Here are the week’s other top headlines for how states are implementing the Every Student Succeeds Act:

ESSA’s per-pupil spending data will spur transparency — but also possible misinterpretations

In Wisconsin and nationwide, new ESSA provisions will require states “to report per-pupil spending and spending source by school in each district instead of by the district as a whole.”

This provision of the federal law is meant to foster “greater financial transparency than schools were previously asked to provide.” The provision will also make it easier for communities to see “how spending is broken down in districts that have multiple schools, such as districts with multiple elementary schools.” While greater transparency “will provide more information to schools and communities,” it also “opens up the opportunity for people to misinterpret or mischaracterize the data,” according to senior researcher Anne Chapman of the Wisconsin Policy Forum.

On the efficacy of school quality surveys

According to this 74 analysis by Phyllis Jordan, school climate and student engagement surveys are becoming more popular in helping us learn more about “important contributors to student success” — including “students’ sense of belonging at school and their sense of themselves as learners … bullying among students, relationships with teachers and the respect a school shows for cultural and racial diversity.” However, some in the research community are voicing concerns about states using such surveys in the school accountability context.

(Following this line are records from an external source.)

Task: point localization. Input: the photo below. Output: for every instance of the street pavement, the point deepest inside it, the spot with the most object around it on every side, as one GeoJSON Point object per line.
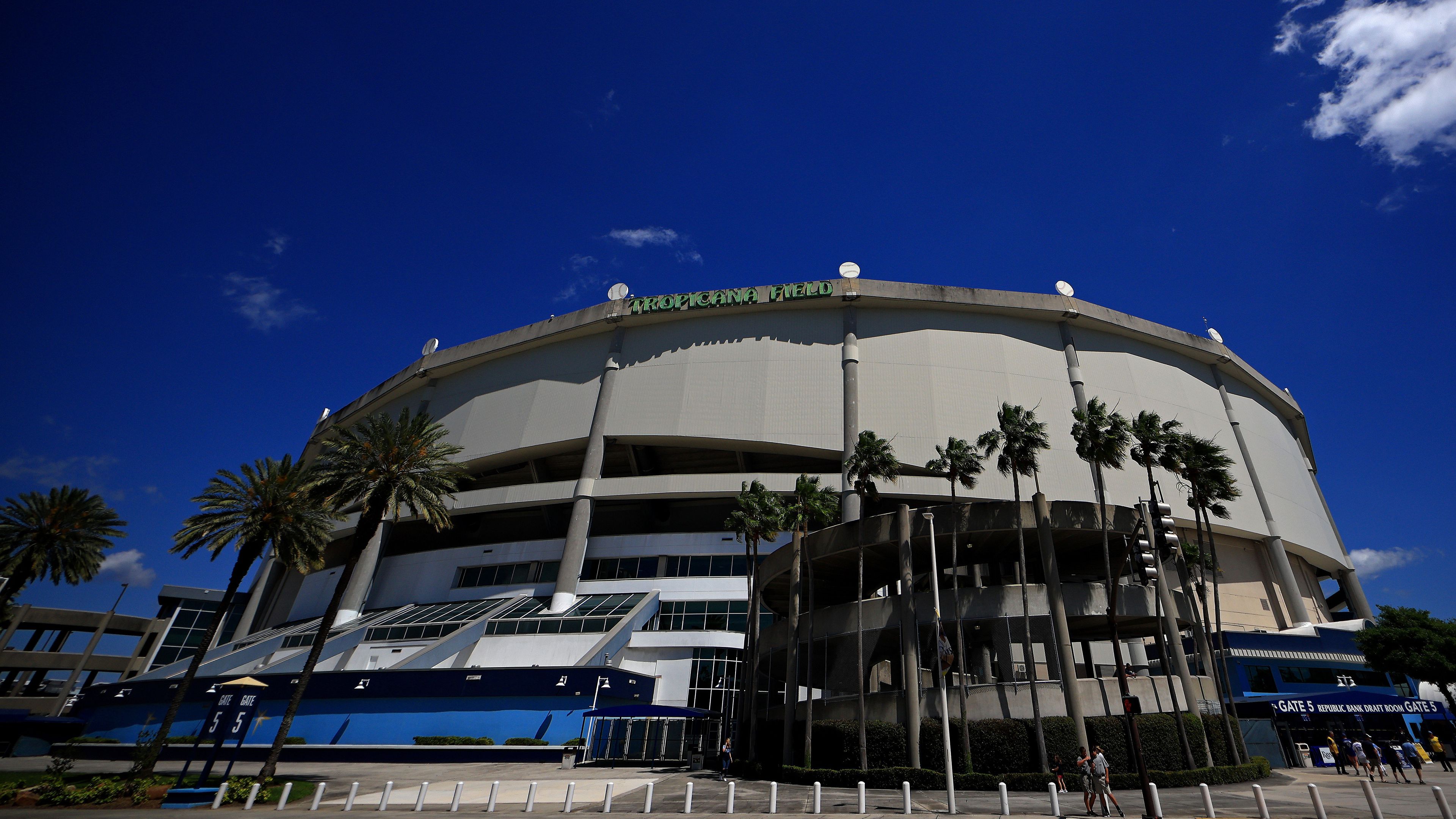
{"type": "Point", "coordinates": [1286, 793]}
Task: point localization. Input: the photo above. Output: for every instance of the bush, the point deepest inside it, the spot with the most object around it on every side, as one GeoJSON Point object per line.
{"type": "Point", "coordinates": [922, 779]}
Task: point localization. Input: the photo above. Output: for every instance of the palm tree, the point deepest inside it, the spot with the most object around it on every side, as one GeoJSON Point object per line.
{"type": "Point", "coordinates": [270, 504]}
{"type": "Point", "coordinates": [959, 463]}
{"type": "Point", "coordinates": [60, 536]}
{"type": "Point", "coordinates": [1151, 434]}
{"type": "Point", "coordinates": [1017, 444]}
{"type": "Point", "coordinates": [873, 460]}
{"type": "Point", "coordinates": [381, 466]}
{"type": "Point", "coordinates": [758, 518]}
{"type": "Point", "coordinates": [810, 505]}
{"type": "Point", "coordinates": [1206, 470]}
{"type": "Point", "coordinates": [1103, 438]}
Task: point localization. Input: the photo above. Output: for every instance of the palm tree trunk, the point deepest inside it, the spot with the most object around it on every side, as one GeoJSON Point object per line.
{"type": "Point", "coordinates": [245, 559]}
{"type": "Point", "coordinates": [809, 658]}
{"type": "Point", "coordinates": [1224, 654]}
{"type": "Point", "coordinates": [1210, 662]}
{"type": "Point", "coordinates": [860, 654]}
{"type": "Point", "coordinates": [369, 523]}
{"type": "Point", "coordinates": [1026, 625]}
{"type": "Point", "coordinates": [960, 632]}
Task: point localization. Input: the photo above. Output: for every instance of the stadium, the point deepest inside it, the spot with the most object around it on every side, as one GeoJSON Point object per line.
{"type": "Point", "coordinates": [589, 565]}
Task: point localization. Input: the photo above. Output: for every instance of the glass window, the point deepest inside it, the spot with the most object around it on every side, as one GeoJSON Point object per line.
{"type": "Point", "coordinates": [1261, 678]}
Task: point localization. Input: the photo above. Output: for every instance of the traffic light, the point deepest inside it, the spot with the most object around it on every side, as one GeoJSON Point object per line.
{"type": "Point", "coordinates": [1145, 558]}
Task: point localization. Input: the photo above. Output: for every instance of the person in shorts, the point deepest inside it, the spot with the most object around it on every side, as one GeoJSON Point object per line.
{"type": "Point", "coordinates": [1103, 776]}
{"type": "Point", "coordinates": [1414, 758]}
{"type": "Point", "coordinates": [1088, 788]}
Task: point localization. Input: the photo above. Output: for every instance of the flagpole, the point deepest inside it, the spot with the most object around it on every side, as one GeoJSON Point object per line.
{"type": "Point", "coordinates": [941, 667]}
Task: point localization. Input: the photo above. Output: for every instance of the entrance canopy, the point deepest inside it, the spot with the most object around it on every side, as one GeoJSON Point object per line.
{"type": "Point", "coordinates": [1352, 703]}
{"type": "Point", "coordinates": [648, 712]}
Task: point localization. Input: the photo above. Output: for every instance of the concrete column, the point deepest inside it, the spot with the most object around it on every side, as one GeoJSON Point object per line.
{"type": "Point", "coordinates": [1173, 639]}
{"type": "Point", "coordinates": [791, 675]}
{"type": "Point", "coordinates": [255, 595]}
{"type": "Point", "coordinates": [357, 593]}
{"type": "Point", "coordinates": [1289, 588]}
{"type": "Point", "coordinates": [1355, 595]}
{"type": "Point", "coordinates": [81, 666]}
{"type": "Point", "coordinates": [909, 638]}
{"type": "Point", "coordinates": [849, 504]}
{"type": "Point", "coordinates": [580, 526]}
{"type": "Point", "coordinates": [1061, 635]}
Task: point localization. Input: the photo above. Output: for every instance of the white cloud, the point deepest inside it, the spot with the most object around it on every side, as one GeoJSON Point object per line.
{"type": "Point", "coordinates": [260, 302]}
{"type": "Point", "coordinates": [126, 568]}
{"type": "Point", "coordinates": [1371, 562]}
{"type": "Point", "coordinates": [1397, 63]}
{"type": "Point", "coordinates": [660, 236]}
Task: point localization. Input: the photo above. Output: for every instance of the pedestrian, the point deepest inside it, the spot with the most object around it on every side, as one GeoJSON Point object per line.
{"type": "Point", "coordinates": [1414, 758]}
{"type": "Point", "coordinates": [1088, 788]}
{"type": "Point", "coordinates": [1398, 763]}
{"type": "Point", "coordinates": [1438, 751]}
{"type": "Point", "coordinates": [1334, 753]}
{"type": "Point", "coordinates": [1362, 761]}
{"type": "Point", "coordinates": [726, 757]}
{"type": "Point", "coordinates": [1376, 758]}
{"type": "Point", "coordinates": [1103, 773]}
{"type": "Point", "coordinates": [1056, 769]}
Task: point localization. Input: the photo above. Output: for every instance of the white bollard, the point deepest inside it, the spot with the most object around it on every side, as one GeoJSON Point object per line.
{"type": "Point", "coordinates": [1375, 806]}
{"type": "Point", "coordinates": [1317, 802]}
{"type": "Point", "coordinates": [383, 798]}
{"type": "Point", "coordinates": [318, 795]}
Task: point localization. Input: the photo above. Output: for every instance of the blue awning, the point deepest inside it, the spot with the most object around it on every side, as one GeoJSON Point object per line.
{"type": "Point", "coordinates": [648, 712]}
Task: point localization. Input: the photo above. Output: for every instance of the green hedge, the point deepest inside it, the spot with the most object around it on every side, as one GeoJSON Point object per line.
{"type": "Point", "coordinates": [453, 741]}
{"type": "Point", "coordinates": [924, 779]}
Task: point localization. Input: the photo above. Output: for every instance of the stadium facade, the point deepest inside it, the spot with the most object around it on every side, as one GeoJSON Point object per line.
{"type": "Point", "coordinates": [589, 559]}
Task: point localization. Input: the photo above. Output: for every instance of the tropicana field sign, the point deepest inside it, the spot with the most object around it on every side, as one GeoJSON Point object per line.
{"type": "Point", "coordinates": [705, 299]}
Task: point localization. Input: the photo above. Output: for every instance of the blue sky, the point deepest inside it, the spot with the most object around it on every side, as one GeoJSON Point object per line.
{"type": "Point", "coordinates": [222, 219]}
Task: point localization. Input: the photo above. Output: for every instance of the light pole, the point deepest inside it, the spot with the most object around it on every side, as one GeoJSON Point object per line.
{"type": "Point", "coordinates": [941, 668]}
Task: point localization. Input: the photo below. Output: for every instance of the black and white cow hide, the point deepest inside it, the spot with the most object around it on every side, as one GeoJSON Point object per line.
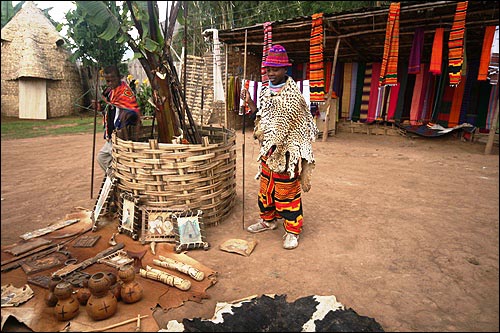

With roughly a dozen states factoring survey results into their rating under ESSA, researchers say these tools “are not intended for accountability purposes and are not yet reliable enough for comparing school quality.”

New DOE rules on religious liberty and school prayer

U.S. Secretary of Education Betsy DeVos recently announced several new steps “to protect religious liberty and ensure the Department is acting in accordance with the first amendment,” according to a press release from the U.S. Department of Education. The proposed rule would address “five general areas of importance to religious organizations, faith-based institutions, and their students” in an effort to “implement President Trump’s Executive Order 13831, Executive Order on the Establishment of a White House Faith and Opportunity Initiative.”

Separately, the DOE also plans to issue “updated guidance on constitutionally protected prayer in public elementary and secondary schools,” which is required every two years by the Every Student Succeeds Act and its predecessor, the Elementary and Secondary Education Act of 1965.